= Guðbjörg Aradóttir =

Icelandic entomologist

Guðbjörg Inga Aradóttir FRES is an Icelandic entomologist and researcher at the National Institute of Agricultural Botany (NIAB) in the UK. Her work identifies novel crop protection solutions against insect agricultural pests and the diseases they transmit. She is particularly known for her research on plant resistance to cereal aphids and the Barley Yellow Dwarf Virus

Guðbjörg has previously worked at the Natural History Museum in London and the Icelandic Institute of Natural History. She is a fellow and trustee of the Royal Entomological Society. In 2021 she founded Mamore Research and Innovation Limited, a consulting firm that provides services to public and private organizations in research and experimental development on natural sciences and engineering. Some of her work has been used to help farm sustainable and resilient crops without the use of pesticides in regions susceptible to insect pests that threaten crop growth.

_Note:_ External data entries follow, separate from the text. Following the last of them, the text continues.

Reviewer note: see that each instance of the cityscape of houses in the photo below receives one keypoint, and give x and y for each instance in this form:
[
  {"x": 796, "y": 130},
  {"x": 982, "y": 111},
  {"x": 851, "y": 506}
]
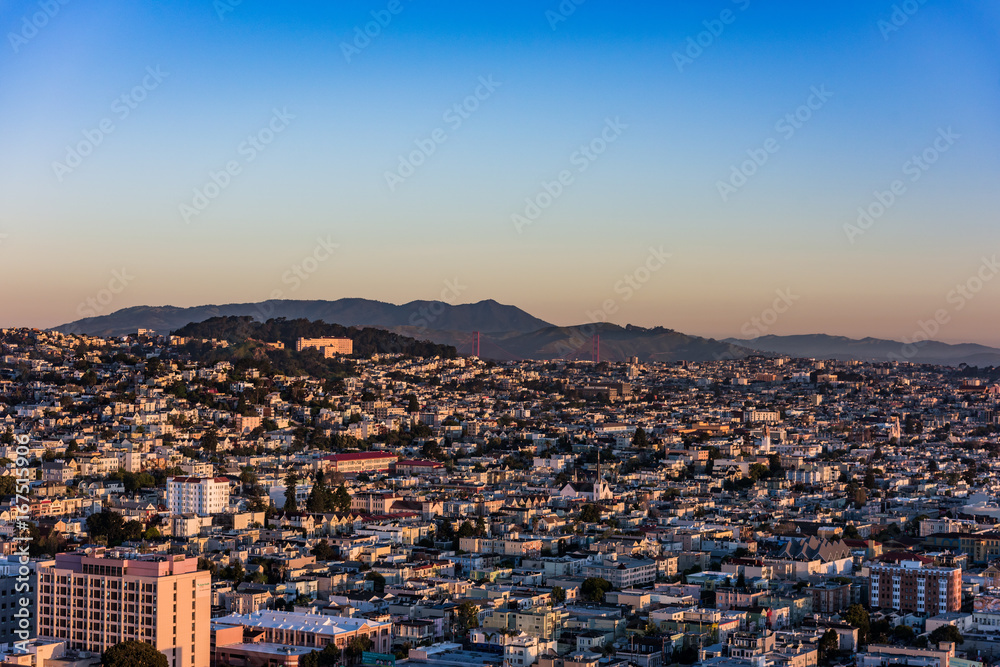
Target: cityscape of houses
[{"x": 462, "y": 512}]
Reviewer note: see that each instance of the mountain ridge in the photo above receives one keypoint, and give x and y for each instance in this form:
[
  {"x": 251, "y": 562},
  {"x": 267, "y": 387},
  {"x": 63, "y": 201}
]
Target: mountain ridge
[{"x": 869, "y": 348}]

One of her publications, Common resistance mechanisms are deployed by plants against sap-feeding herbivorous insects: insights from a meta-analysis and systematic review suggests that insect-resistant plants in the same plant family exhibit the same defense mechanisms to repel certain insects. Phenotypes generally include a higher content of organic chemicals and density of trichomes on leaves that repel sap-sucking insects, which utilize stylets to puncture the plant's tissue and suck out its nutrients.